On February 22, 2016, the city of Charlotte, North Carolina passed the Non-Discrimination Ordinance which, according to the Charlotte City Council, “added marital and familial status, sexual orientation, gender expression and gender identity to the list of protected characteristics in the existing nondiscrimination ordinances.” Little did they know that this act of good faith would lead to a year-long legal battle over the rights of the state and LGBTQ community. Nor did they expect the debate to draw national attention and directly cost the state $630 million as of November 2016.
The controversy erupted in March 2016 when the state of North Carolina responded to the Charlotte Ordinance by passing the Public Facilities Privacy and Security Act, otherwise known as House Bill 2 (HB2). This bill aimed to remove anti-discrimination protections for LGBTQ individuals and stipulated that individuals use restrooms that correspond to their gender as specified by their birth certificate. What followed was public outcry from the far more liberal city centers, such as Charlotte and Raleigh, as well as from the local, regional and national businesses who disagreed with the implications of the bill.
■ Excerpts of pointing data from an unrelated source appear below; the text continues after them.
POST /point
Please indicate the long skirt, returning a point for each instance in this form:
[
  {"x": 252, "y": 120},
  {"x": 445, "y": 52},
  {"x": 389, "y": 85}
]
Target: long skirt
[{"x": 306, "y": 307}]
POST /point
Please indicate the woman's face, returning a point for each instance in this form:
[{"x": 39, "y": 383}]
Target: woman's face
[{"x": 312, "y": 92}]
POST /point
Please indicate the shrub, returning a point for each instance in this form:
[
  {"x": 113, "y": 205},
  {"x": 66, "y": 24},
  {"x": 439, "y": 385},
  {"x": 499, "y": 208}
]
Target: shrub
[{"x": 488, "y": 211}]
Within months, major organizations throughout the country began to cancel or relocate projects that had been designated to the state. In May 2016, the NBA removed the All-Star Game from Charlotte, costing the state $106 million. The NCAA and ACC followed suit, moving their championships from North Carolina to Florida, which cost the state $51 million and $40.4 million, respectively. Deutsche Bank and PayPal pulled out expansion plans which would have added $42 million and $109.2 million, respectively. Google Ventures announced that it was placing a moratorium on North Carolina investments despite seeing many life science companies in the Research triangle ripe for venture capital. Additionally, the venture capital piece of Alphabet vowed never to do business in the state, and the real estate group CoStar chose Richmond, Virginia over Charlotte for an expansion plan that would have added 730 jobs and $250 million to the North Carolina economy as a result of HB2. Finally, many major entertainers cancelled performances in the state including Bruce Springsteen, Pearl Jam and Ringo Starr.
Many proponents of HB2, like former North Carolina governor Pat McCrory and former North Carolina Secretary of Commerce John Skvarla, argued that $630 million is almost negligible considering that it constitutes a mere 0.1 percent of North Carolina’s $510 billion GDP. North Carolina’s economy was ranked as second best state by business by Forbes last year, they noted, and the state has gained 5,000 new jobs and around $600 million in new investments since March.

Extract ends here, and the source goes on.